Its author, Abraham Mapu of Kovno (1808-1867), was a poor melammed who had by his own endeavors and without the help of a teacher raised himself to the level of a modern Hebrew pedagogue. He lived in two worlds, in the valley of tears, such as the ghetto presented during the reign of Nicholas, and in the radiant recollections of the far-off biblical past. The inspired dreamer, while strolling on the banks of the Niemen, among the hills which skirt the city of Kovno, was picturing to himself the luminous dawn of the Jewish nation. He published these radiant descriptions of ancient Judaea in the dismal year of the ”captured recruits.” [1] The youths of the ghetto, who had been poring over talmudic folios, fell eagerly upon this little book which breathed the perfumes of Sharon and Carmel. They read it in secret--to read a novel openly was not a safe thing in those days--, and their hearts expanded with rapture over the enchanting idyls of the time of King Hezekiah, the portrayal of tumultuous Jerusalem and peaceful Beth-lehem.
They sighed over the fate of the lovers Amnon and Tamar, and in their flight of imagination were carried far away from painful reality.

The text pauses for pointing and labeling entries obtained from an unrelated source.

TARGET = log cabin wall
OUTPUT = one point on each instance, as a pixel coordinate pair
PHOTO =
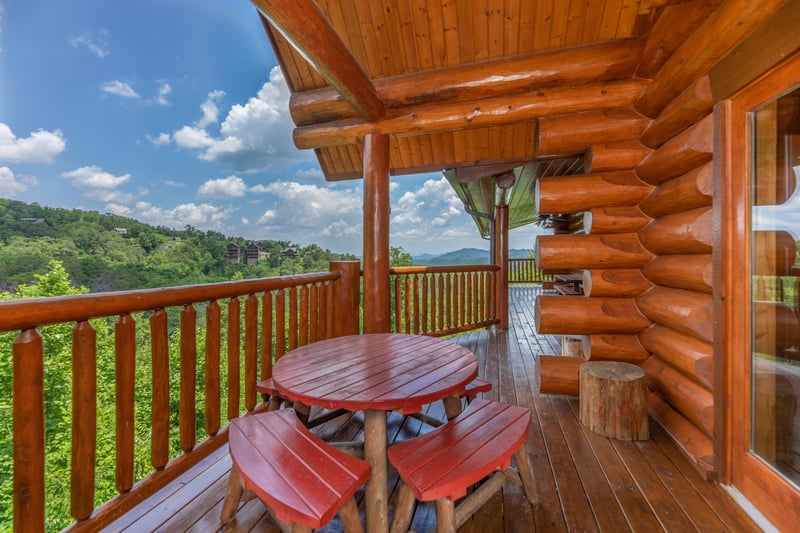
(647, 198)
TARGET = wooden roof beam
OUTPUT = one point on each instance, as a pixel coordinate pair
(465, 115)
(306, 27)
(614, 60)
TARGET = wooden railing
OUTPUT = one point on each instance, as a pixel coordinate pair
(525, 271)
(255, 320)
(443, 300)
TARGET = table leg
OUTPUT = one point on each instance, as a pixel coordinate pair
(377, 491)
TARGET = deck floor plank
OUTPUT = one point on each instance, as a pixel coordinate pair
(586, 482)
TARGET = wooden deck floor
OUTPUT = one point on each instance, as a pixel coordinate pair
(586, 482)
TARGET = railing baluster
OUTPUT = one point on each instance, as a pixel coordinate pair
(125, 348)
(211, 379)
(266, 335)
(234, 345)
(186, 415)
(84, 419)
(250, 351)
(28, 399)
(159, 350)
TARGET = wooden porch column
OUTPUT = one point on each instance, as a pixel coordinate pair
(377, 317)
(346, 297)
(500, 258)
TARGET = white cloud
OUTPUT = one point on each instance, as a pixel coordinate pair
(40, 147)
(97, 44)
(11, 185)
(230, 187)
(252, 137)
(119, 88)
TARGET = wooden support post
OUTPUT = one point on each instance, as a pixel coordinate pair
(613, 400)
(377, 316)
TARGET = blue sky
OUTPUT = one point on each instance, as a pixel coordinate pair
(174, 112)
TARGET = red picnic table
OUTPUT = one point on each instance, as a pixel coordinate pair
(375, 373)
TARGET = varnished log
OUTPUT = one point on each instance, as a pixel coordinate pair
(615, 282)
(690, 191)
(693, 357)
(607, 61)
(695, 446)
(558, 374)
(570, 315)
(690, 232)
(685, 311)
(497, 111)
(689, 398)
(689, 150)
(691, 272)
(722, 29)
(610, 347)
(571, 194)
(575, 252)
(573, 133)
(613, 400)
(674, 24)
(304, 24)
(623, 219)
(606, 157)
(690, 107)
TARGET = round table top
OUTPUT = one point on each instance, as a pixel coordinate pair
(381, 371)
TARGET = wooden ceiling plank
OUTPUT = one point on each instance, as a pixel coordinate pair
(305, 25)
(600, 62)
(468, 115)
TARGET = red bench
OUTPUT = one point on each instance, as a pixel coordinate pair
(302, 479)
(476, 446)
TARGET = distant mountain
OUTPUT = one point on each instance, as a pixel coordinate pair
(465, 256)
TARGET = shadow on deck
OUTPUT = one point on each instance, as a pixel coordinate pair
(586, 482)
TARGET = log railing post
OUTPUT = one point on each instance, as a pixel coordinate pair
(346, 297)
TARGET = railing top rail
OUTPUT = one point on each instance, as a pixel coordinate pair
(32, 312)
(441, 269)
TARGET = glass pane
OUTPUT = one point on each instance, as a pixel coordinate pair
(775, 430)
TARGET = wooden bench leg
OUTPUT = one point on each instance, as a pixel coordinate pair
(403, 509)
(233, 493)
(526, 475)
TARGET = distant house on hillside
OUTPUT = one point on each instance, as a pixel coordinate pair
(254, 254)
(234, 253)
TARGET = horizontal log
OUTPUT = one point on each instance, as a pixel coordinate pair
(577, 252)
(498, 111)
(669, 31)
(558, 374)
(625, 219)
(626, 348)
(774, 253)
(693, 357)
(695, 446)
(571, 194)
(615, 282)
(690, 107)
(690, 232)
(574, 133)
(690, 272)
(690, 191)
(690, 149)
(723, 29)
(607, 61)
(571, 315)
(691, 400)
(684, 311)
(605, 157)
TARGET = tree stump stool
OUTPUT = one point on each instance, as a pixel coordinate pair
(613, 400)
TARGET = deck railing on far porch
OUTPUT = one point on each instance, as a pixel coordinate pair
(242, 326)
(526, 271)
(443, 300)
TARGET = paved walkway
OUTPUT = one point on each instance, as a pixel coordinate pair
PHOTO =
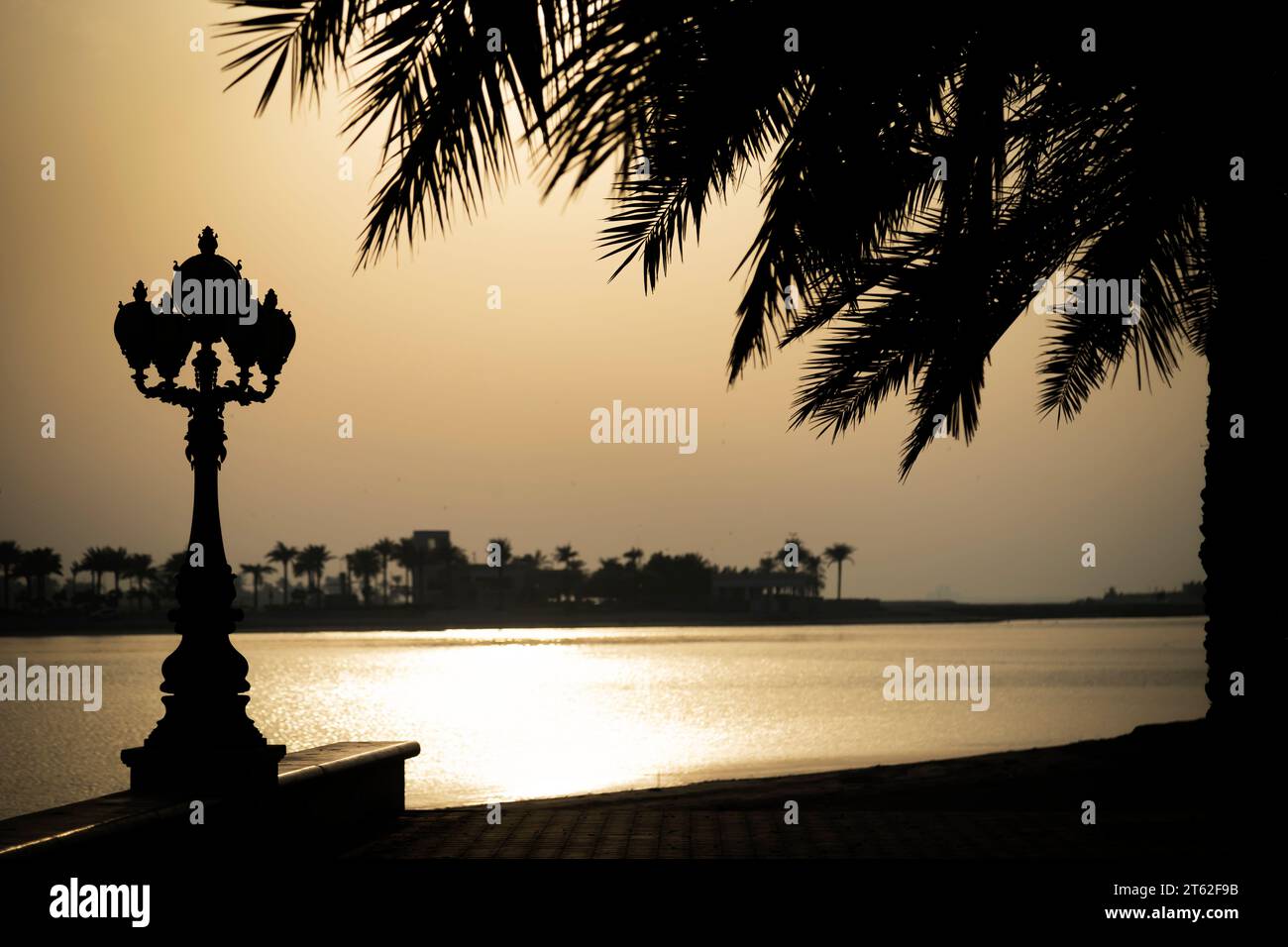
(1012, 805)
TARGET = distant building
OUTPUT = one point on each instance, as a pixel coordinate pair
(430, 575)
(761, 591)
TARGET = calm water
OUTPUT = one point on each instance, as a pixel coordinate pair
(554, 711)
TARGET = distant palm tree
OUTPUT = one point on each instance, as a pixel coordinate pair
(257, 573)
(366, 566)
(284, 557)
(35, 565)
(140, 569)
(408, 556)
(117, 561)
(11, 556)
(72, 571)
(312, 561)
(913, 198)
(93, 562)
(840, 553)
(385, 549)
(567, 557)
(500, 574)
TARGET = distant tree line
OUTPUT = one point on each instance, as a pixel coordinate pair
(111, 578)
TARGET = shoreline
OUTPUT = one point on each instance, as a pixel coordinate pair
(402, 618)
(1153, 789)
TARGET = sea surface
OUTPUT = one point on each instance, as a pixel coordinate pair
(532, 712)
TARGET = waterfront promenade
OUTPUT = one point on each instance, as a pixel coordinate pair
(1150, 796)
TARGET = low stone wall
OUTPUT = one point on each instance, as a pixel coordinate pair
(325, 799)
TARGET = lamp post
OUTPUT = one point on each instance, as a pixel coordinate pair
(205, 741)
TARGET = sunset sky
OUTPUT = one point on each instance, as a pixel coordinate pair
(478, 420)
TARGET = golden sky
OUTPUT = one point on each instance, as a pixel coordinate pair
(473, 419)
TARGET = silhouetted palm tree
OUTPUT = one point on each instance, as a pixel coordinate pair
(138, 567)
(500, 573)
(408, 557)
(917, 193)
(35, 565)
(312, 561)
(385, 549)
(257, 571)
(366, 566)
(840, 553)
(567, 557)
(284, 557)
(11, 556)
(117, 562)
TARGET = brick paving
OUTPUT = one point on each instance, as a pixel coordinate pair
(1006, 805)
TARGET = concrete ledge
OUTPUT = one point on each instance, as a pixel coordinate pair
(325, 796)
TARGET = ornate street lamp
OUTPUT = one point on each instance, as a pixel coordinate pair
(205, 741)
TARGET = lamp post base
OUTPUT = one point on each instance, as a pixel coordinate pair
(201, 771)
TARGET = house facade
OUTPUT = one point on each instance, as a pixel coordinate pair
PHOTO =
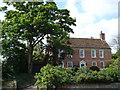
(89, 52)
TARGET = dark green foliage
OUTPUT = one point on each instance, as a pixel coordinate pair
(55, 76)
(114, 56)
(52, 76)
(30, 23)
(94, 68)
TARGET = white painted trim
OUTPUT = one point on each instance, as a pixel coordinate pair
(69, 62)
(93, 62)
(82, 62)
(94, 53)
(103, 64)
(102, 53)
(83, 53)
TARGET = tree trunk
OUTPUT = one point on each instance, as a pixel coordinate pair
(30, 56)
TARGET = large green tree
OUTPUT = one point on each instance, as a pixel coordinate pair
(30, 22)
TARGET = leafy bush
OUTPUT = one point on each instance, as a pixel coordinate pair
(52, 76)
(94, 68)
(55, 76)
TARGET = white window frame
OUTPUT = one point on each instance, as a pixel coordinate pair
(93, 53)
(103, 64)
(69, 55)
(83, 53)
(94, 62)
(102, 53)
(82, 62)
(70, 62)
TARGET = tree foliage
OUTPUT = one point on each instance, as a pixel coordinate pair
(30, 23)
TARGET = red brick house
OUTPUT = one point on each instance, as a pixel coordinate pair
(89, 52)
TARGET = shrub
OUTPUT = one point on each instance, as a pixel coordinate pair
(52, 77)
(94, 68)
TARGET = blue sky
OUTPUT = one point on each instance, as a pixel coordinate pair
(92, 16)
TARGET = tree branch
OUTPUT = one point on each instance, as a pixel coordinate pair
(37, 41)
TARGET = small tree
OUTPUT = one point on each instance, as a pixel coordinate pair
(94, 68)
(30, 23)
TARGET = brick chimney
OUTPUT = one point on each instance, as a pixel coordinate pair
(102, 36)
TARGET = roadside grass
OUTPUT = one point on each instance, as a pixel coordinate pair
(24, 80)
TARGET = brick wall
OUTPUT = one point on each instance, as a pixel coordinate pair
(88, 59)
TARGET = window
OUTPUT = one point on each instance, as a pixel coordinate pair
(69, 55)
(61, 64)
(82, 63)
(93, 53)
(101, 53)
(60, 52)
(94, 63)
(69, 64)
(101, 64)
(82, 55)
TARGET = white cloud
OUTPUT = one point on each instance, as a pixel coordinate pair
(100, 8)
(93, 19)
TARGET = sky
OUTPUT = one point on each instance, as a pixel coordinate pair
(92, 16)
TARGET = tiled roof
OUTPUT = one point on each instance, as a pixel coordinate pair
(88, 43)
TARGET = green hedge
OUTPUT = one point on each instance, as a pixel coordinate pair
(55, 76)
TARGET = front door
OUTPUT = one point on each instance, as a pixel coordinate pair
(82, 63)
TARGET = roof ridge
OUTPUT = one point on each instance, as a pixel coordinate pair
(85, 38)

The naive literary construction of the plot was of no consequence to the reader who tasted a novel for the first time in his life. The _navete_ of the plot was in keeping with the naive, artificially reproduced language of the prophet Isaiah and the biblical annals, which intensified the illusion of antiquity.
[Footnote 1: See on this expression above, p. 148 et seq.]
Several years after the publication of his ”Love of Zion,” when social currents had begun to stir Russian Jewry, Mapu began his five volume novel of contemporary life, under the t.i.tle _'Ayit Tzabua'_, ”The Speckled Bird,” or ”The Hypocrite” (1857-1869). In his naive diction, which is curiously out of harmony with the complex plot in sensational French style, the author pictures the life of an obscure Lithuanian townlet: the Kahal bosses who hide their misdeeds beneath the cloak of piety; the fanatical rabbis, the Tartuffes of the Pale of Settlement, who persecute the champions of enlightenment. As an offset against these shadows of the past, Mapu lovingly paints the barely visible shoots of the new life, the _Maskil_, who strives to reconcile religion and science, the misty figure of the Jewish youth who goes to the Russian school in the hope of serving his people, the profiles of the Russian Jewish intellectuals, and the captains of industry from among the rising Jewish plutocracy.
Toward the end of his life Mapu returned to the historical novel, and in the ”Transgression of Samaria” (_Ashmat Shomron_, 1865) he attempted to draw a picture of ancient Hebrew life during the declining years of the Northern Kingdom. But this novel, appearing as it did at the height of the cultural movement, failed to produce the powerful effect of his _Ahabat Zion_, although its charming biblical diction enraptured the lovers of _Melitzah_. [1]
[Footnote 1: An imitation of the biblical Hebrew diction. Compare p.